Industrialisation plans
Several agencies have been established to boost industrial activity in the country, including the Saudi Industrial Property Authority (Modon). It has been a driving force behind the growth of the kingdom’s non-hydrocarbons industrial sector in recent years, attracting investors to open manufacturing plants in a series of industrial clusters around the country. Modon currently manages 14 industrial cities across the kingdom, which employ more than 300,000 workers in total.
“They need to be careful they are not creating too many competing initiatives,” says Young, “But that concern has been recognised and now they are looking to make sure resources are not being wasted and that finances and managerial talent are not being spread too thinly.”
With a largely youthful population of almost 30 million people, Saudi Arabia faces the greatest pressure of all the GCC countries to create employment opportunities. Despite the vast wealth produced by its oil and gas production, the investment in that sector generates a limited number of jobs for locals -Young estimates that every $1m worth of investment creates just half a job.
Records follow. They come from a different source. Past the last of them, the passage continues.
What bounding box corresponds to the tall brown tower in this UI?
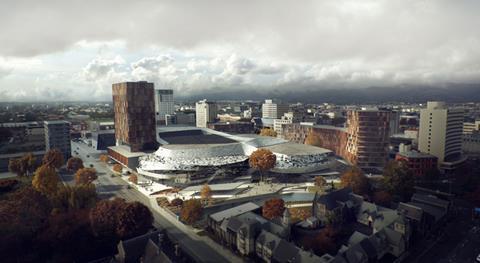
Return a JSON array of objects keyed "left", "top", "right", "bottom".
[
  {"left": 347, "top": 110, "right": 390, "bottom": 169},
  {"left": 112, "top": 81, "right": 157, "bottom": 152}
]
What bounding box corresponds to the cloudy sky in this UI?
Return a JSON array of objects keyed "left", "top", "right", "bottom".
[{"left": 0, "top": 0, "right": 480, "bottom": 101}]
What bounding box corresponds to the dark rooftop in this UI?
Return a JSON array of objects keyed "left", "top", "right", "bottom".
[{"left": 159, "top": 129, "right": 236, "bottom": 144}]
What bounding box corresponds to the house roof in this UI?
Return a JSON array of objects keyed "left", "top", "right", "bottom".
[
  {"left": 348, "top": 231, "right": 368, "bottom": 246},
  {"left": 272, "top": 239, "right": 299, "bottom": 263},
  {"left": 118, "top": 230, "right": 160, "bottom": 262},
  {"left": 408, "top": 202, "right": 446, "bottom": 221},
  {"left": 316, "top": 187, "right": 352, "bottom": 210},
  {"left": 210, "top": 202, "right": 260, "bottom": 222},
  {"left": 411, "top": 193, "right": 450, "bottom": 210},
  {"left": 397, "top": 203, "right": 423, "bottom": 221}
]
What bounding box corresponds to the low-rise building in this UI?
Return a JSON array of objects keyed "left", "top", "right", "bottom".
[{"left": 395, "top": 151, "right": 438, "bottom": 177}]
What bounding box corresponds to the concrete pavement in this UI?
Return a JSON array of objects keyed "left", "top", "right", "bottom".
[{"left": 66, "top": 143, "right": 243, "bottom": 262}]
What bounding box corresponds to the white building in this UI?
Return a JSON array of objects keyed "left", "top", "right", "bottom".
[
  {"left": 262, "top": 100, "right": 289, "bottom": 119},
  {"left": 155, "top": 89, "right": 175, "bottom": 123},
  {"left": 463, "top": 121, "right": 480, "bottom": 134},
  {"left": 195, "top": 100, "right": 217, "bottom": 128},
  {"left": 273, "top": 112, "right": 294, "bottom": 137},
  {"left": 418, "top": 101, "right": 464, "bottom": 169}
]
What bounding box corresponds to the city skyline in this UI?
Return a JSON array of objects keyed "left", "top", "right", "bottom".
[{"left": 0, "top": 1, "right": 480, "bottom": 102}]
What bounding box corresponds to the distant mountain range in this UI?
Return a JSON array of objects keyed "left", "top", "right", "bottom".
[{"left": 178, "top": 84, "right": 480, "bottom": 104}]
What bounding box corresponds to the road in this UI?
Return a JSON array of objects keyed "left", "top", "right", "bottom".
[{"left": 66, "top": 142, "right": 243, "bottom": 262}]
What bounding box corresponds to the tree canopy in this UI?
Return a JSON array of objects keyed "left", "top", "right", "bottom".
[
  {"left": 249, "top": 149, "right": 277, "bottom": 172},
  {"left": 43, "top": 149, "right": 65, "bottom": 169},
  {"left": 340, "top": 166, "right": 370, "bottom": 195},
  {"left": 117, "top": 202, "right": 153, "bottom": 239},
  {"left": 32, "top": 164, "right": 60, "bottom": 196},
  {"left": 383, "top": 161, "right": 415, "bottom": 201},
  {"left": 262, "top": 198, "right": 285, "bottom": 220}
]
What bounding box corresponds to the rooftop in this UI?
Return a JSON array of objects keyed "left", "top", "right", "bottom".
[
  {"left": 398, "top": 151, "right": 436, "bottom": 158},
  {"left": 210, "top": 202, "right": 260, "bottom": 222}
]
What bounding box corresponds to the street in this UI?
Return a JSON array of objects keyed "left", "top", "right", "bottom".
[{"left": 66, "top": 142, "right": 243, "bottom": 262}]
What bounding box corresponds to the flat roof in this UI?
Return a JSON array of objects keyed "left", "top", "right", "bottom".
[
  {"left": 108, "top": 145, "right": 147, "bottom": 158},
  {"left": 44, "top": 120, "right": 69, "bottom": 125},
  {"left": 262, "top": 142, "right": 332, "bottom": 156},
  {"left": 210, "top": 202, "right": 260, "bottom": 222},
  {"left": 398, "top": 151, "right": 437, "bottom": 158},
  {"left": 182, "top": 182, "right": 245, "bottom": 192}
]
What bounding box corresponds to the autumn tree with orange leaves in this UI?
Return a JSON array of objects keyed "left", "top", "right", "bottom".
[
  {"left": 262, "top": 198, "right": 285, "bottom": 220},
  {"left": 67, "top": 157, "right": 83, "bottom": 172},
  {"left": 32, "top": 164, "right": 60, "bottom": 196},
  {"left": 43, "top": 149, "right": 65, "bottom": 169},
  {"left": 180, "top": 199, "right": 203, "bottom": 224},
  {"left": 340, "top": 166, "right": 370, "bottom": 195},
  {"left": 75, "top": 168, "right": 98, "bottom": 185},
  {"left": 248, "top": 149, "right": 277, "bottom": 180}
]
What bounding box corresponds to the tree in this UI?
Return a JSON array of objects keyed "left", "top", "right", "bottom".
[
  {"left": 43, "top": 149, "right": 65, "bottom": 169},
  {"left": 128, "top": 174, "right": 138, "bottom": 184},
  {"left": 424, "top": 167, "right": 440, "bottom": 181},
  {"left": 170, "top": 198, "right": 183, "bottom": 206},
  {"left": 75, "top": 168, "right": 98, "bottom": 185},
  {"left": 112, "top": 163, "right": 123, "bottom": 173},
  {"left": 200, "top": 184, "right": 212, "bottom": 203},
  {"left": 89, "top": 198, "right": 126, "bottom": 238},
  {"left": 117, "top": 202, "right": 153, "bottom": 240},
  {"left": 260, "top": 128, "right": 277, "bottom": 137},
  {"left": 32, "top": 164, "right": 60, "bottom": 196},
  {"left": 373, "top": 190, "right": 392, "bottom": 207},
  {"left": 383, "top": 161, "right": 415, "bottom": 201},
  {"left": 262, "top": 198, "right": 285, "bottom": 220},
  {"left": 248, "top": 148, "right": 277, "bottom": 182},
  {"left": 315, "top": 176, "right": 327, "bottom": 187},
  {"left": 67, "top": 157, "right": 83, "bottom": 172},
  {"left": 98, "top": 154, "right": 109, "bottom": 163},
  {"left": 8, "top": 153, "right": 36, "bottom": 176},
  {"left": 313, "top": 225, "right": 338, "bottom": 255},
  {"left": 180, "top": 199, "right": 203, "bottom": 224},
  {"left": 340, "top": 166, "right": 370, "bottom": 195},
  {"left": 52, "top": 184, "right": 97, "bottom": 213}
]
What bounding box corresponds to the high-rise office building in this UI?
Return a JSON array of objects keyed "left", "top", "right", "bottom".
[
  {"left": 155, "top": 89, "right": 175, "bottom": 124},
  {"left": 347, "top": 110, "right": 391, "bottom": 169},
  {"left": 112, "top": 81, "right": 157, "bottom": 152},
  {"left": 418, "top": 101, "right": 464, "bottom": 169},
  {"left": 43, "top": 121, "right": 72, "bottom": 160},
  {"left": 195, "top": 100, "right": 217, "bottom": 128},
  {"left": 262, "top": 100, "right": 289, "bottom": 119}
]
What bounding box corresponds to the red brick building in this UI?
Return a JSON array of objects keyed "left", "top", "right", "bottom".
[{"left": 395, "top": 151, "right": 438, "bottom": 176}]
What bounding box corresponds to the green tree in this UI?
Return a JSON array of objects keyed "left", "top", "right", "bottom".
[
  {"left": 383, "top": 161, "right": 415, "bottom": 201},
  {"left": 340, "top": 166, "right": 370, "bottom": 195},
  {"left": 117, "top": 202, "right": 153, "bottom": 239},
  {"left": 43, "top": 149, "right": 65, "bottom": 169},
  {"left": 89, "top": 198, "right": 126, "bottom": 239},
  {"left": 32, "top": 165, "right": 60, "bottom": 196}
]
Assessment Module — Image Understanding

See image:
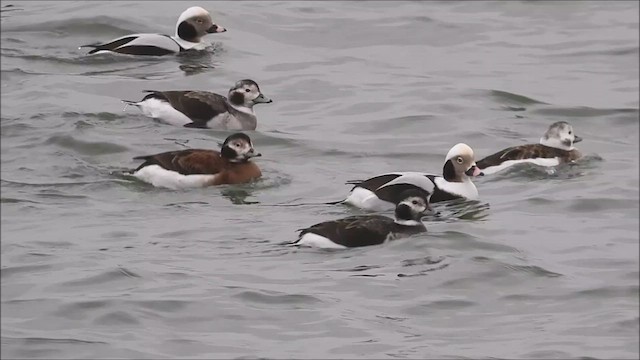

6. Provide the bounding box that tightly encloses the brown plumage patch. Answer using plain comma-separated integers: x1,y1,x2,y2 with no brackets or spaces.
476,144,582,170
134,149,262,185
143,90,229,127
But there is no doubt that the focus on industrial growth is bearing fruit. In 1975, there were about 472 factories operating in Saudi Arabia; by the end of 2008, that figure had risen to 4,072.
Considering that 40 years ago there was virtually no manufacturing activity in the GCC, the region has advanced a long way in a relatively short time. A successful manufacturing sector requires access to raw materials, technology and a skilled workforce, and progress is being made in all these areas.
For now, the sector’s contribution to Gulf countries’ GDPs remains limited, but the seeds for future generations are being sown in the right places and, provided these efforts continue, governments can look to the future with a degree of confidence.